I posted a vid of me somewhere on the forum I believe tips section.



Sons of Thunder said:


> As a fellow beginner turning intermediate I have the same feelings as you. It's easy to throw money at something in hopes of an easy solution. This urge usually hits in between trips to the mountain, when you have to occupy your snowboard-obsessed mind with something.
> 
> But then next time you get to the mountain, it shows you again who's boss by laying you on your backside just when you thought you had a handle on it. I feel that until you can shred the hell out of your current board and you can literally feel it breaking loose because you're pushing it too hard, there's really no point in upgrading. For you and me, we're still trying to learn how to turn without skidding/pushing out our back foot.

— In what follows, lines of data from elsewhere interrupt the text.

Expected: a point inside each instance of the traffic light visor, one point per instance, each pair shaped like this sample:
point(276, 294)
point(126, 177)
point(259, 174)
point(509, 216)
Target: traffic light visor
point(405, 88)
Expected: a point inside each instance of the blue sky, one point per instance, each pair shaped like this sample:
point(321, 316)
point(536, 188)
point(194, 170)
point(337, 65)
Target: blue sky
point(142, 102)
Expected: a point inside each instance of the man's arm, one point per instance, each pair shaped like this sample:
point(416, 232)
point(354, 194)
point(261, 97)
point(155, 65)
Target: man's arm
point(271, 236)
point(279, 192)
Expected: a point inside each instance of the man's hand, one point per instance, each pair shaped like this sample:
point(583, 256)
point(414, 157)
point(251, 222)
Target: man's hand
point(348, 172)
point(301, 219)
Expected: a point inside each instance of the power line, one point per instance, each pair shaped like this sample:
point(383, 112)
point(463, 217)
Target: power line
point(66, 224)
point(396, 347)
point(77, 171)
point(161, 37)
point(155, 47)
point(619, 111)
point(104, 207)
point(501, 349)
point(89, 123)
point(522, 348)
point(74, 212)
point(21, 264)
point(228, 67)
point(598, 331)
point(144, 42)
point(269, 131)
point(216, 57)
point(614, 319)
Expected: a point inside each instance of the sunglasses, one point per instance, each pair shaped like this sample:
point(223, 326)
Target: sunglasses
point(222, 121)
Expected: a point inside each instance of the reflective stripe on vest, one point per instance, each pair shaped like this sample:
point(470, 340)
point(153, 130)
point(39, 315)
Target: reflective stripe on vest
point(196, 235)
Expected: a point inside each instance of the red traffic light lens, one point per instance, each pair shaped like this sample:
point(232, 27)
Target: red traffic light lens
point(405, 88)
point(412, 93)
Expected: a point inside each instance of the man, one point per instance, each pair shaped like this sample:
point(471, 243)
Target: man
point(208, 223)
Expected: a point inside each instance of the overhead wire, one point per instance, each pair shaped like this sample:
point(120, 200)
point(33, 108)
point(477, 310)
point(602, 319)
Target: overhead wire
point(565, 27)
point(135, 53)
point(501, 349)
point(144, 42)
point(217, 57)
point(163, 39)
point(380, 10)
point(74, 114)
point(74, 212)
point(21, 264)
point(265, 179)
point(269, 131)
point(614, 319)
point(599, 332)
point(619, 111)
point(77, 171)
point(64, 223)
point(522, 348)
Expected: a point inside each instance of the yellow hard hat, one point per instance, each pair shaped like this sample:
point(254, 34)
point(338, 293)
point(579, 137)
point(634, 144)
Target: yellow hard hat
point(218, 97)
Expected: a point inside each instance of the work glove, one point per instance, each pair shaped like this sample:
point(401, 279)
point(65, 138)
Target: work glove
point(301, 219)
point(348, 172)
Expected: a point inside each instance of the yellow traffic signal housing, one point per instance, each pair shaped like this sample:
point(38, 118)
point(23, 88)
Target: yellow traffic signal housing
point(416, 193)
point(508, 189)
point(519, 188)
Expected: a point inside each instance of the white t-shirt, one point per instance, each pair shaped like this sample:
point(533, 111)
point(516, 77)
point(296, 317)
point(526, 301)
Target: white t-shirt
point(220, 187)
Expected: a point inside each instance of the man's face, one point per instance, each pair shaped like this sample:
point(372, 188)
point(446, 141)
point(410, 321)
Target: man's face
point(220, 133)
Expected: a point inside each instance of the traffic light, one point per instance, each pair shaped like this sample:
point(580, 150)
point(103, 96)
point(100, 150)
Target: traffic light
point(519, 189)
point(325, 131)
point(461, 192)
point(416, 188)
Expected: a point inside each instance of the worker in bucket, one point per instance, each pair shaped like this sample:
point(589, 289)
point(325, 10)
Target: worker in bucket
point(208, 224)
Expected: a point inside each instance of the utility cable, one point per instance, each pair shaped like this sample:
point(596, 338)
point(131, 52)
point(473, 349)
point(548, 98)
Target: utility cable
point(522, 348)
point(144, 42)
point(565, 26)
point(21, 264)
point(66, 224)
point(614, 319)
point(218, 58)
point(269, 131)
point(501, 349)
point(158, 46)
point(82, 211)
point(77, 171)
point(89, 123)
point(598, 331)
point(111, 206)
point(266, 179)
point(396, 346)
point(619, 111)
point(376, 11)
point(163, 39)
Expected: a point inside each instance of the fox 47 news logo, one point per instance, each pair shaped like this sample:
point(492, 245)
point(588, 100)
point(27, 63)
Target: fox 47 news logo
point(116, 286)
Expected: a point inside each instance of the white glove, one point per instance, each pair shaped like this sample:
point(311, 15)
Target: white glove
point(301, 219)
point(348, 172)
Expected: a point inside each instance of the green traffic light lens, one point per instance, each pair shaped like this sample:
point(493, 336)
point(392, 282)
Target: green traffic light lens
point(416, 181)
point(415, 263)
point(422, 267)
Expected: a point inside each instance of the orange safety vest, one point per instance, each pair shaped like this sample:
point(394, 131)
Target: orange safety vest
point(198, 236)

Right. I wasn't so sure if I should have started with an intermediate-advanced board than a beginner board. But I do have a feeling within the end of next season, I'd need an upgrade. Skidding and pushing of back foot and the imaginary girlfriend is something I definitely need to work on next season. I can't wait for November already!


----------



## WasabiCanuck (Apr 29, 2015)

Marjaruth, if you are progressing quickly than you have a great board. You sound like a good athlete too, I'm jealous. I don't buy that whole beginner vs advance board bullshit. There are just styles/flexes of boards. 

I think a beginner should start with a good quality middle flex, all-mountain board. That would last 1-3 seasons depending how much they ride. Boots that fit are by far the most important piece of gear. I started with shitty boots that didn't fit and I had many painful shitty days until I got better boots.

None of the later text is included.